Observed worker log:

[2026-06-17 08:59:42 +0000] [1] [CRITICAL] WORKER TIMEOUT (pid:794531)
[2026-06-17 08:59:43 +0000] [1] [ERROR] Worker (pid:794531) was sent SIGKILL! Perhaps out of memory?

To Reproduce

  1. Configure pulpcore with S3 object storage (STORAGES/AWS_*), use default AWS_S3_MAX_MEMORY_SIZE (0).
  2. Set REDIRECT_TO_OBJECT_STORAGE = False.
  3. Upload a large file to a pulp_file repository — large enough to exceed the content worker's available memory.
  4. Publish/distribute it and download via the content app: curl -fL -o /dev/null https://<pulp>/pulp/content/<distribution>/<file>.
  5. Observe the download stall, the content worker get SIGKILLed (WORKER TIMEOUT / OOM as above), and the client receive a 502.
  6. Set REDIRECT_TO_OBJECT_STORAGE = True and repeat — the download succeeds.

Expected behavior

With REDIRECT_TO_OBJECT_STORAGE = False, the content app should stream the artifact from object storage with bounded (chunk-sized) memory regardless of artifact size, rather than buffering the entire object in the worker.
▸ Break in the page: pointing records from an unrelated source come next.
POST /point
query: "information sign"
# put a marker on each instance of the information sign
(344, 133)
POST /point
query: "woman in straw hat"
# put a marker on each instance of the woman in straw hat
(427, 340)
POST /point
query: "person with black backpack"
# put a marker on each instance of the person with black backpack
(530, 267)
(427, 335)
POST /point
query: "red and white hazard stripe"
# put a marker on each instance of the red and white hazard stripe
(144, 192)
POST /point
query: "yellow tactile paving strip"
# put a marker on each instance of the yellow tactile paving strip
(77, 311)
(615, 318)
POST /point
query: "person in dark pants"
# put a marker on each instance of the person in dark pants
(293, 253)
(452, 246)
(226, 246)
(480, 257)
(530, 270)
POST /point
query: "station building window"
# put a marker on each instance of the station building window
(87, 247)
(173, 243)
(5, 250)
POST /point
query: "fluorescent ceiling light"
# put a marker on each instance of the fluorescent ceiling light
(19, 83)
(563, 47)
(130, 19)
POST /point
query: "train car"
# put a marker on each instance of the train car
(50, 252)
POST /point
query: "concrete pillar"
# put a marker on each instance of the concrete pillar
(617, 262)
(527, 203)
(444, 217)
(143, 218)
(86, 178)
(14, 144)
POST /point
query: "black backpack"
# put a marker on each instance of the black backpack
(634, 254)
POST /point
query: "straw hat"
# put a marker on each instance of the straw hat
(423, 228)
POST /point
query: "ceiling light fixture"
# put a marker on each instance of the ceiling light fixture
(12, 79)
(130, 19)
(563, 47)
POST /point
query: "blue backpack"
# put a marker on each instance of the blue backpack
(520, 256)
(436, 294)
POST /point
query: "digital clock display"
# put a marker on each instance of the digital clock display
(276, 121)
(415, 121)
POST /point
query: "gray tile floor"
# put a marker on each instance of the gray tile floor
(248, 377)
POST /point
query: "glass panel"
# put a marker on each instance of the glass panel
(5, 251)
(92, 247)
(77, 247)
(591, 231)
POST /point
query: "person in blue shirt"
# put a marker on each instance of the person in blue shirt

Serving a large artifact should not OOM or time out the worker.

Additional context

The chunking in ArtifactResponse._sendfile is effectively defeated for cloud backends because django-storages' S3File eagerly downloads the whole object on first access. A fix would bypass that file object on the serve path and stream directly from boto3's StreamingBody (e.g. a ranged GetObject), preserving the per-object download params django-storages would normally pass (SSE-C, RequestPayer, VersionId). The same buffering shape affects the Azure and GCS backends under REDIRECT_TO_OBJECT_STORAGE = False. As a workaround, REDIRECT_TO_OBJECT_STORAGE = True resolves it whenever clients can reach object storage directly. Probably this also affects other network storage backends.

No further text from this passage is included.